Conseil d'État — Décision N° 492365

lundi 6 mai 2024

JuridictionConseil d'État
SectionSection du Contentieux
N° Dossier492365
ECLIECLI:FR:CECHS:2024:492365.20240506
TypeOrdonnance
RecoursPlein contentieux
PublicationZ
Formation7ème chambre

Texte intégral

Vu la procédure suivante :

Mme A B a demandé au juge des référés du tribunal administratif de Limoges, sur le fondement de l'article R. 532-1 du code de justice administrative, de désigner un expert aux fins de rechercher les causes des nuisances sonores affectant son habitation située en vis-à-vis du dispositif de chauffage-ventilation-climatisation de la cantine scolaire de la commune du Vigen, ainsi que les solutions à mettre en œuvre pour y remédier. Par une ordonnance n° 2301757 du 19 octobre 2023, le juge des référés du tribunal administratif de Limoges a rejeté cette demande.

Par une ordonnance n° 23BX02691 du 20 février 2024, le juge des référés de la cour administrative d'appel de Bordeaux a rejeté l'appel formé par Mme B contre cette ordonnance.

Par un pourvoi sommaire et un mémoire complémentaire, enregistrés les 6 et 21 mars 2024 au secrétariat du contentieux du Conseil d'Etat, Mme B demande au Conseil d'Etat :

1°) d'annuler cette ordonnance ;

2°) de mettre à la charge de la commune de Vigen la somme de 3 500 euros au titre de l'article L. 761-1 du code de justice administrative.
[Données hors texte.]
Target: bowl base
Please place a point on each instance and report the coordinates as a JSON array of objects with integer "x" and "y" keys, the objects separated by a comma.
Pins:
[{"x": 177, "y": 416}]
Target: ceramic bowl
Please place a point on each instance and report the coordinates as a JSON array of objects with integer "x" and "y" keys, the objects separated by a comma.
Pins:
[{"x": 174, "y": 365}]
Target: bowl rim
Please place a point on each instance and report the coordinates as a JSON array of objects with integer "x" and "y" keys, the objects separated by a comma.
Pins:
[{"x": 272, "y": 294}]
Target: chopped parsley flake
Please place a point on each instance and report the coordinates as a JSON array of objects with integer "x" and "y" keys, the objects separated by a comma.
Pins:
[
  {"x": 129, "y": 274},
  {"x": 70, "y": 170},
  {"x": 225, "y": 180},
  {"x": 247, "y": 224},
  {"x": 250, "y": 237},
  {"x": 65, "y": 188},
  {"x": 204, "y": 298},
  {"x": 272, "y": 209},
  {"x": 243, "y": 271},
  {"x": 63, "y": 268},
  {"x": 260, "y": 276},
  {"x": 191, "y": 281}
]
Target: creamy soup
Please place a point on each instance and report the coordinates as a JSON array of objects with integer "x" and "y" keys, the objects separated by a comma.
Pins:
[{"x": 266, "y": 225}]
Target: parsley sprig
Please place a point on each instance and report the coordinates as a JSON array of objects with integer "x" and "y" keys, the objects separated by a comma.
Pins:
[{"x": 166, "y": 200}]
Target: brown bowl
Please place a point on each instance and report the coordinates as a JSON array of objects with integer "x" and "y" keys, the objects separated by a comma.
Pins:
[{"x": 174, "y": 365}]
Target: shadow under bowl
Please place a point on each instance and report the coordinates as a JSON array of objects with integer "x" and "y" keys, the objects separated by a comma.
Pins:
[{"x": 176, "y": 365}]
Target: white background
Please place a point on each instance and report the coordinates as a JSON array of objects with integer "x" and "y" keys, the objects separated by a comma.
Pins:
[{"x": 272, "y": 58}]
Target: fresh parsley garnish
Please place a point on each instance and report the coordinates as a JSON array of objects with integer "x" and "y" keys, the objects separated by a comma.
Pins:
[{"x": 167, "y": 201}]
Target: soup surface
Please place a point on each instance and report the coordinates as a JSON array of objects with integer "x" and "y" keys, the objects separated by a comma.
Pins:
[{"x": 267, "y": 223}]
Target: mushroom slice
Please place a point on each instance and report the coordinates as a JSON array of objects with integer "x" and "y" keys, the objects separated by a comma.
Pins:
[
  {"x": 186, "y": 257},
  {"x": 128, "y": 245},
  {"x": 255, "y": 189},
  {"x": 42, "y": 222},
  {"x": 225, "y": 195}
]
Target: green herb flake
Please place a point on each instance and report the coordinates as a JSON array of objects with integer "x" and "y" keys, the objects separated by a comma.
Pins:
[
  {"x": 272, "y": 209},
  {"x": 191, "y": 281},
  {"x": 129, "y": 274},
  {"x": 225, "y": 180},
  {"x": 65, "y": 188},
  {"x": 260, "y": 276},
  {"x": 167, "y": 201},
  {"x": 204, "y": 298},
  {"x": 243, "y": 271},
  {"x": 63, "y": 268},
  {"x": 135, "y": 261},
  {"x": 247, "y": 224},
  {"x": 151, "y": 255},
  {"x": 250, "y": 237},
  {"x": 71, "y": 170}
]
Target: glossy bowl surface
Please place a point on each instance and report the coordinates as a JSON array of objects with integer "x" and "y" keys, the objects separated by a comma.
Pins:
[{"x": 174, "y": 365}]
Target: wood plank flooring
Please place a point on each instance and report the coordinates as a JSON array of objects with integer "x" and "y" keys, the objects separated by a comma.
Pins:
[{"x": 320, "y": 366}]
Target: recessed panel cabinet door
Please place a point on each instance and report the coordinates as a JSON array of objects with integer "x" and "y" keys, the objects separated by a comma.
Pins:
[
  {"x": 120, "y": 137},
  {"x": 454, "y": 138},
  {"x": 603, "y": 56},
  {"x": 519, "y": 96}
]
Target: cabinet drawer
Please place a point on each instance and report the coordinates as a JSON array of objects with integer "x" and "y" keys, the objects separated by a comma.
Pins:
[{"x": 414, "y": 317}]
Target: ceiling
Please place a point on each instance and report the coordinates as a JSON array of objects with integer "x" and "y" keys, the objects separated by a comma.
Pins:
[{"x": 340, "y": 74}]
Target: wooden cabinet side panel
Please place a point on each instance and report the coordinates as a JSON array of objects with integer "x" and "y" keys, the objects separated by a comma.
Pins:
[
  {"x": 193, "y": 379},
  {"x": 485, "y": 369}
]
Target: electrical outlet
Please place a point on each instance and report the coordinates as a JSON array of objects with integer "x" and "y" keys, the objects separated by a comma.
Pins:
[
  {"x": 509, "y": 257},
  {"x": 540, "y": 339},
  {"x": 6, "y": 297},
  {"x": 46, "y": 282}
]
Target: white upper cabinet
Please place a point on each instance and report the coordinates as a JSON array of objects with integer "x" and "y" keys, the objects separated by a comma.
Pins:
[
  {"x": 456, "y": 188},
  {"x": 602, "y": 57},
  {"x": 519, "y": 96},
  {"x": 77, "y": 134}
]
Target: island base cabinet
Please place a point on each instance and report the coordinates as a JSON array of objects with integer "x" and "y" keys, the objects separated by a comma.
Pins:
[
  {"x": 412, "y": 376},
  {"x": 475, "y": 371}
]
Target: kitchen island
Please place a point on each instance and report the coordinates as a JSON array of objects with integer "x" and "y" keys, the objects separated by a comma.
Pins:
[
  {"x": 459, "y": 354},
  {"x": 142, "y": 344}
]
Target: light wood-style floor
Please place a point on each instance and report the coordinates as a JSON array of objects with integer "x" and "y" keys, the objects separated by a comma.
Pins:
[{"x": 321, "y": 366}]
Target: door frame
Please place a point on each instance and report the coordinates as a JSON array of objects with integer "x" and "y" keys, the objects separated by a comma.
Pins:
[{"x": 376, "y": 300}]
En application des dispositions de l'article R. 822-5-1 du code de justice administrative, l'avocat de Mme B a été informé le 28 mars 2024 que la décision du Conseil d'Etat était susceptible d'être prise en application de l'article R. 822-5 du même code.

Vu les autres pièces du dossier ;

Vu :

- le code de la santé publique ;

- le code de justice administrative ;

Considérant ce qui suit :

1. Aux termes de l'article L. 822-1 du code de justice administrative : " Le pourvoi en cassation devant le Conseil d'Etat fait l'objet d'une procédure préalable d'admission. L'admission est refusée par décision juridictionnelle si le pourvoi est irrecevable ou n'est fondé sur aucun moyen sérieux ". Aux termes de l'article R. 822-5 du code de justice administrative : " Lorsque le pourvoi est dirigé contre une décision rendue en appel, le président de la chambre peut décider par ordonnance de ne pas l'admettre s'il est manifestement dépourvu de fondement ". Cette procédure ne nécessite ni instruction contradictoire préalable, ni audience publique.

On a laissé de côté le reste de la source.